To the editor:

Paolo Bianco's comment, “Life in plastic is fantastic,” criticizes our paper “Multipotent cells can be generated in vitro from several adult human organs (heart, liver, and bone marrow)” from many standpoints. Our article1  describes a method to generate in vitro, from many human tissues, a population of cells characterized by: extensive proliferative capacity, high telomerase activity, and expression of both pluripotent state-specific transcription factors and pathways crucial for self-renewal. Furthermore, these cells, named human Multipotent Adult Stem Cells (hMASCs), displayed clonogenicity and multipotency.

In Bianco's opinion there are 4 major criticisms: (1) Cells are improperly defined as stem cells because self-renewal was not shown in vivo. (2) Clonogenicity and multipotency can be simply contingent on in vitro growth. (3) Only cells that acquire a differentiation phenotype in vivo are important, while those differentiated ex vivo and implanted are not of clinical value. (4) Considering these cells for clinical application “may be less than prudent.”

(1) Regarding in vivo self-renewal, if this assay is mandatory to define a cell as a stem cell, the only entities that would satisfy this criterion, apart from embryonal carcinoma cells, embryonic stem cells (ES), and embryonic germ cells, are hematopoietic stem cells, spermatogonial stem cells,2  and tumor initiating cells.3  This raises the semantic question on how to define cells showing either the in vitro properties of hMASCs or cells for which, in addition, it has been shown a robust in vivo engraftment (eg, mesenchymal stem cells [MSCs],4  cardiac stem cells,5  etc).
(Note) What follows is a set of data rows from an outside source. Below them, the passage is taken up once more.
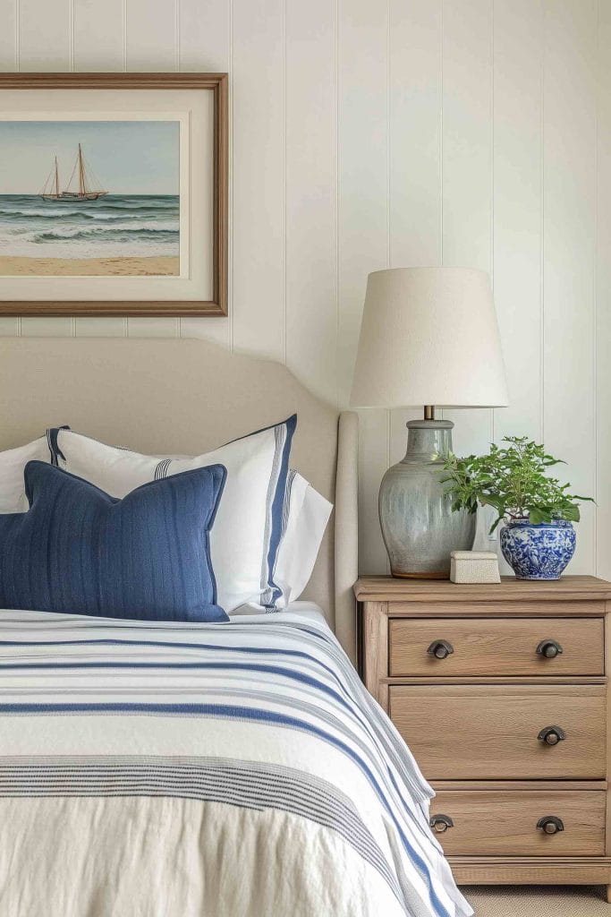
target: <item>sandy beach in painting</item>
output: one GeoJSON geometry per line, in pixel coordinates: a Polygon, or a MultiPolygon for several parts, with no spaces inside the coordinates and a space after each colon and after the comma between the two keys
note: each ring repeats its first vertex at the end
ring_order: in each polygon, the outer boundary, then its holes
{"type": "Polygon", "coordinates": [[[178,121],[0,120],[0,277],[180,275],[178,121]]]}
{"type": "Polygon", "coordinates": [[[168,277],[180,272],[179,259],[14,258],[0,255],[0,277],[168,277]]]}

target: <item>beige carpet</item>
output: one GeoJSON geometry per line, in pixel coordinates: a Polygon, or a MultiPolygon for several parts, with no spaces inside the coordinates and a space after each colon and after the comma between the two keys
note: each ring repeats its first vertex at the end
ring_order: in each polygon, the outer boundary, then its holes
{"type": "Polygon", "coordinates": [[[611,917],[602,886],[464,886],[475,917],[611,917]]]}

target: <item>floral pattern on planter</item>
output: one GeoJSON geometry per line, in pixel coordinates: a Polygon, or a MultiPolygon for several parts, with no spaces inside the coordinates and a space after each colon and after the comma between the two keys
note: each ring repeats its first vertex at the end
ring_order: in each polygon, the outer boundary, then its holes
{"type": "Polygon", "coordinates": [[[573,523],[564,519],[538,525],[516,519],[501,530],[503,557],[518,580],[558,580],[576,540],[573,523]]]}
(2) Considering multipotency, first it is imperative to specify that we demonstrated it at both polyclonal and clonal levels, excluding its contingency on clonal growth. Moreover, differentiation was not only demonstrated by “the expression of divergent differentiation markers,” but documenting the acquisition of specific functional activities (ie, among the others, spontaneous contractile activity for myocytes, voltage dependent ionic currents for neural cells, albumin release for hepatic cells). Bearing in mind this elucidation, we would like to underline that our paper does not deal with the existence, in postnatal tissues, of cells with transgermal potential, as stated by Dr Bianco, but with the possibility to generate, in culture, from human adult tissues, cells characterized by a robustly proven ability to differentiate into multiple functionally competent cell types.

(3) To dismiss the importance of generating cells predifferentiated in vitro for regenerative purposes would be in contrast with many works that use ES-derived mature cells to treat diseases ranging from Parkinson to myocardial infarction or that use cells in engineered tissues.6  Moreover, we agree that, from a theoretical point of view, “a cell pushed to express hepatocyte features might not survive if transplanted in vivo,” but recent data on MSCs used for liver regeneration point in the opposite direction.7 

(4) Finally, we agree with the statement that the immediate translation of hMASC use from the in vitro assays to clinical settings is, at present, less than prudent. Confidence on their safety and usefulness will require extensive in vivo animal studies, such as those that are ongoing in our laboratory. Therefore, before expressing a priori preconceptions, it will be better to wait for in vivo data.

Conflict-of-interest disclosure: The author declares no competing financial interests.